We all know the healthcare system in the US is a mess. Our federal government is broken. And it seems there is a central character in our numerous problems: money. The privatization of prisons, hospitals, universities. It’s become not about people, but the almighty dollar. Since when have hospitals been For Profit. I thought they were For Care of the Community. Instead we have board members, rich board members, who are getting paid to be on the board. They have no vested interest in whether people have healthcare. Doctors are overwhelmed by the paperwork required, and the limited time the insurance companies allow them per patient. Talk to your doctor, if you don’t believe me.
From an article from the National Economic and Social Rights Initiative (NESRI).
“The market-based health insurance system in the United States has caused a human rights crisis that deprives a large number of people of the health care they need. The most visible problem is the 32 million people without health insurance; the most distressing is the number of preventable deaths – up to 101,000 people per year – simply due to the way the health care system is organized.”
“Since social determinants, such as race, income and environment, strongly influence who becomes ill and who receives access to quality care, the health care crisis disproportionately affects disadvantaged groups and under-resourced communities, such as people living in poverty, people of color, and immigrants.”
Overall, the “health care crisis is the result of the privatization and commodification of the U.S. health system, which reflects market imperatives and profit interests that devalue human needs, dignity and equality.”

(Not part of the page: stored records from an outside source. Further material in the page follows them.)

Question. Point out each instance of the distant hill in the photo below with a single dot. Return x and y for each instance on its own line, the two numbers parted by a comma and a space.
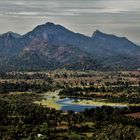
51, 46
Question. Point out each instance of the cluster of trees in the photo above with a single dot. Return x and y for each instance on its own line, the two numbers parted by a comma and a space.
21, 119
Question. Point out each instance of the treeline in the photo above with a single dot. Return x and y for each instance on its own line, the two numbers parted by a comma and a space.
21, 119
22, 86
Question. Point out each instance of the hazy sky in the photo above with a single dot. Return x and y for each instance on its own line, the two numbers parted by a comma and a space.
120, 17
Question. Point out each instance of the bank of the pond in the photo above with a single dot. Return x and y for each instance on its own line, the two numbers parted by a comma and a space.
53, 100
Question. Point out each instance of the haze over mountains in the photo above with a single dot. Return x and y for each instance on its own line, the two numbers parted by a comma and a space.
51, 46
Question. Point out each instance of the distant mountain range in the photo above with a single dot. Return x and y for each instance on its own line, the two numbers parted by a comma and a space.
50, 46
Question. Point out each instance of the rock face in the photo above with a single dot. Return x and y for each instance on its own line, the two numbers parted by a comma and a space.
51, 46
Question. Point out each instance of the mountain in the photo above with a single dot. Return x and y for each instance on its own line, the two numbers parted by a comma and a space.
51, 46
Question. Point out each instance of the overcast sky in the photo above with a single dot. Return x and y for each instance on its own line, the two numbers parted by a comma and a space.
120, 17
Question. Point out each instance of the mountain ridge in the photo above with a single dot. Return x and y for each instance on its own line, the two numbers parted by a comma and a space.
51, 46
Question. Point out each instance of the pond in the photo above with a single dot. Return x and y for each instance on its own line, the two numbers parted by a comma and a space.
77, 105
68, 104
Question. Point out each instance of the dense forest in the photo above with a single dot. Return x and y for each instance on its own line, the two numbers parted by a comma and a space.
21, 119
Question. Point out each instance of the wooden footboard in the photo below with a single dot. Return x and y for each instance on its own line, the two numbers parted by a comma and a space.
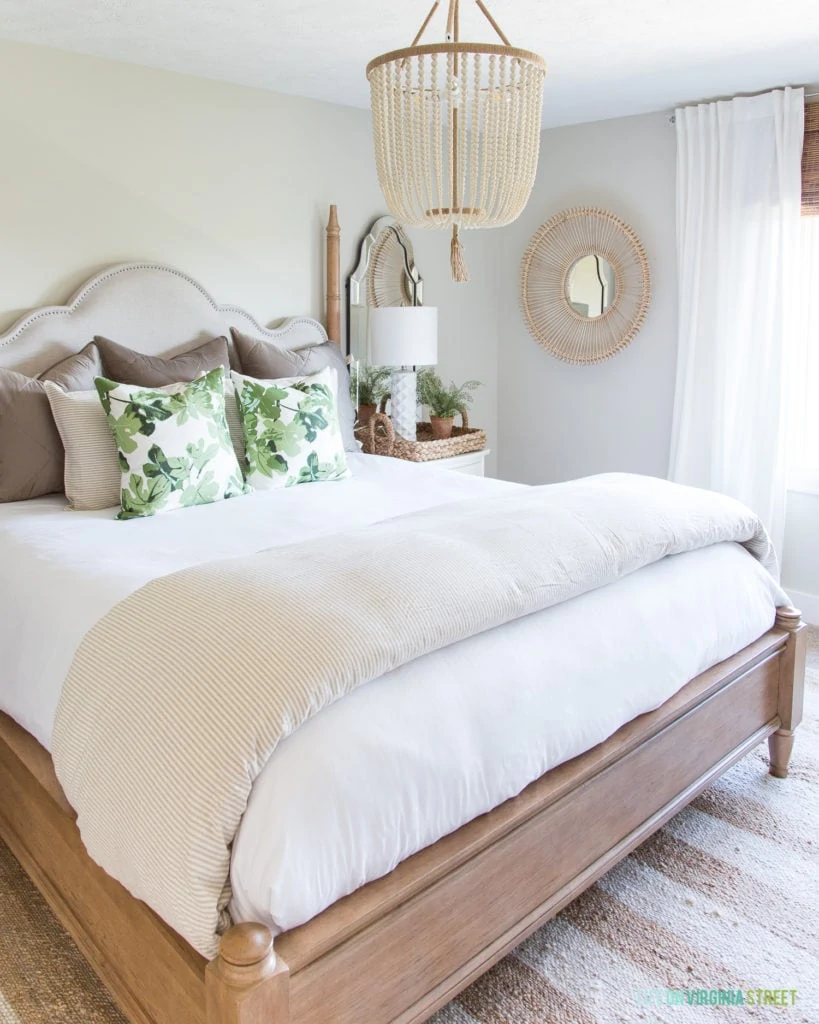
402, 946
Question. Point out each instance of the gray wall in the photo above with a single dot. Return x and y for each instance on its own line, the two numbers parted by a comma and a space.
558, 421
106, 162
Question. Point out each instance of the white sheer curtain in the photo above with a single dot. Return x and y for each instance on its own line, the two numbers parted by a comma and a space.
738, 194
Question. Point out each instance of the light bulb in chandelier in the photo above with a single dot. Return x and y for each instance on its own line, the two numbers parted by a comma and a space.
457, 130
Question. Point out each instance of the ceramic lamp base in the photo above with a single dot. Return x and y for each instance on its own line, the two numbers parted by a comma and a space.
403, 403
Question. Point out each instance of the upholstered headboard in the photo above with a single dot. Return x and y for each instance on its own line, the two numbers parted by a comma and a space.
145, 306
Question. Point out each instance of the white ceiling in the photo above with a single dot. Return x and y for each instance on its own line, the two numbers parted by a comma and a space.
605, 59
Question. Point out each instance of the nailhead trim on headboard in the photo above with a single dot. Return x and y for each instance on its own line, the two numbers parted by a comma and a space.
79, 297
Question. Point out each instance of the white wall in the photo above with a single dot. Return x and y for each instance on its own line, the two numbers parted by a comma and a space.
801, 555
558, 421
104, 162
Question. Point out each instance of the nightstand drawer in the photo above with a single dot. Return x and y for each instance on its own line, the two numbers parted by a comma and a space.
471, 463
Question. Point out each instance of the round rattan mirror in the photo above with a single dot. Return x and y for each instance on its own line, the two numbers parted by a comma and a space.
586, 285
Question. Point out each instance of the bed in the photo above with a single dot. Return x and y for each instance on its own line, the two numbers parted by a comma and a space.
410, 852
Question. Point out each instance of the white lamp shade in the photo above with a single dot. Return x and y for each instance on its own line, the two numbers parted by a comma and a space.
403, 336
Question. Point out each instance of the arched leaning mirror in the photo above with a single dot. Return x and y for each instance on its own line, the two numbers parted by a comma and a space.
586, 285
386, 275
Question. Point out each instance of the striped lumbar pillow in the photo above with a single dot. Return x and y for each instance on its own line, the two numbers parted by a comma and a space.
92, 470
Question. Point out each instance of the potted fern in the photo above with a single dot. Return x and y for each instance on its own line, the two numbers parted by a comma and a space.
368, 386
444, 400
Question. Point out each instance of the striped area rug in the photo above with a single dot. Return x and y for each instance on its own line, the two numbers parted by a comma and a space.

According to the article 45,000 people die each year simply because they have no health insurance. That’s a lot of voters! Apparently since they are poor, non-white, and often, immigrants, our federal government doesn’t see them as citizens. It seems our government doesn’t see them as human.Some 700,000 families go bankrupt each year trying to pay their medical expenses. Even with insurance, high co-pays and exorbitant hospital costs, it’s not surprising , especially when a catastrophic injury or illness hits. Yet in 2009 the five largest insurance companies had a combined profit of $12 billion. Some of that money could have been used where needed, not to line the pockets of those who already have enough. (There are no poor people on hospital boards.)We also now have fewer doctors and nurses than other high income countries (WHO 2007). WHO projects a shortage of 44,000 primary care doctors within the next 15 years (WHO, Health Affairs 2008). Fewer doctors because there is too much paperwork and not enough healing. According to an article from 2016 from Forbes: One study showed physicians spent 27% of their time in their offices seeing patients and 49.2% of their time doing paperwork. Seems lopsided to me. I can’t blame them when many became a doctor to help people, not do endless reams of paperwork. Nurses are already badly needed, but there are too few nursing programs to put enough nurses to work. According to the Bureau of Labor Statistics’ Employment Projections 2014-2024, Registered Nurse (RN) is listed among the top occupations in terms of job growth through 2024. The workforce is expected to increase, providing 439,300 new nurses. However, the Bureau also projects the need for 649,100 replacement nurses in the workforce bringing the total number of job openings for nurses due to growth and replacements to 1.09 million by 2024.
Meanwhile we have the GOP trying to strip most US citizens from receiving even minimal care. We must stop For Profit from becoming the norm in every conceivable business. Seems the public schools are about the only thing not privatized (yet).